Descending once again the conical hill of Mwnt, I was pleasantly surprised to see a small church below me. Bone-White, sun-bleached, it contrasted sharply with the green field it was situated in. I made a bee line for it.
Unable to resist old churches, and also old cemeteries, the Holy Cross Church ticked all the boxes: the building dated back to the 13th-14th Century, and traditionally a church had stood on this site since the age of the Celtic Saints in the 5th-7th Century. And it was an open, cool oasis in the heat of the day.
I had the church to myself, the only sound was the buzzing of a bluebottle trying to find its way back out into the light. Dust motes span in cobwebbed windows.
The dedication of the church to the Holy Cross is a sign of its antiquity, and just inside was a font from the 14th Century, verdigris-tinged, in need of a scrub. How many babies had been baptised here? From those first, blessed ripples, where did the tide of life take them? Did any of them lie in the cemetery outside these walls?
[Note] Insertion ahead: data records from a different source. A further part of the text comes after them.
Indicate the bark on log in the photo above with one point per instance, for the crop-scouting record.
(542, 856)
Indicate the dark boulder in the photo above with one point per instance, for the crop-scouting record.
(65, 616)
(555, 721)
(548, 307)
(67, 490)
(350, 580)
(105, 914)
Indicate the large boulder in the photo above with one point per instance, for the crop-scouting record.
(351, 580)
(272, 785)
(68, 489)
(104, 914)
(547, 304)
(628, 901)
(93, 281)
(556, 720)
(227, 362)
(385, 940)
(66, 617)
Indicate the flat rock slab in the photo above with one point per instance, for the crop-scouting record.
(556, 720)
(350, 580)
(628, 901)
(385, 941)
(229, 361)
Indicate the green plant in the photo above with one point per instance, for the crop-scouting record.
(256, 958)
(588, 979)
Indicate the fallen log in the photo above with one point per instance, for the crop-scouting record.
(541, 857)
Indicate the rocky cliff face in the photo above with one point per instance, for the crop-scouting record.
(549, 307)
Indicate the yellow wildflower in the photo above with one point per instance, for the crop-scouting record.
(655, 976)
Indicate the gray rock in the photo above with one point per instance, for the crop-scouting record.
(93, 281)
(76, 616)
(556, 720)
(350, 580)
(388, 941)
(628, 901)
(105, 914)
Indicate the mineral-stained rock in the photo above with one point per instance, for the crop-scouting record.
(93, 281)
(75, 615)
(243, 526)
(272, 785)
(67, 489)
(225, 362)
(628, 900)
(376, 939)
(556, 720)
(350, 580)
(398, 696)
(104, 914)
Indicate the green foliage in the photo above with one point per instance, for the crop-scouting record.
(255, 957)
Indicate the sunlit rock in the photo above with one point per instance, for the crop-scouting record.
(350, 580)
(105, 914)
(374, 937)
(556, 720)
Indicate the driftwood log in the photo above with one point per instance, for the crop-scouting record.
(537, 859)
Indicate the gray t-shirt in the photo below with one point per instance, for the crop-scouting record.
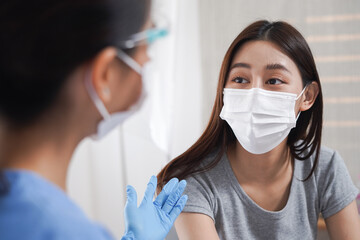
(218, 194)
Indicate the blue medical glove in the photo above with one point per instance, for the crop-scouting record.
(152, 220)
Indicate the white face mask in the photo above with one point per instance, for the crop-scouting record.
(110, 121)
(260, 119)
Also of interest to history buffs like myself was a the remains of a 15th Century timber Rood-screen. The carved heads of what are probably the twelve apostles can still be made out, though the one that I studied looked more like a boxer with a flattened nose and cauliflower ear.
St.Rocky, perhaps?
I sat for a little while, soaking up the atmosphere, thinking of time and wishing for whispers, when the wooden door behind me suddenly opened and my friend entered.
“I just knew that this is where you would be!”
My wife and kids were in the car, and it was time to head back to our caravan. And so I did, but pushed things by having a quick walk around the small, enclosed churchyard first. Luckily, (for my overheating family in the car), there were many graves but few headstones, and of course the old ones were written in Welsh. It seems the graves of the newly dead had conceded their epitaphs to the English tongue.
History; Natural history; this place was a wonder.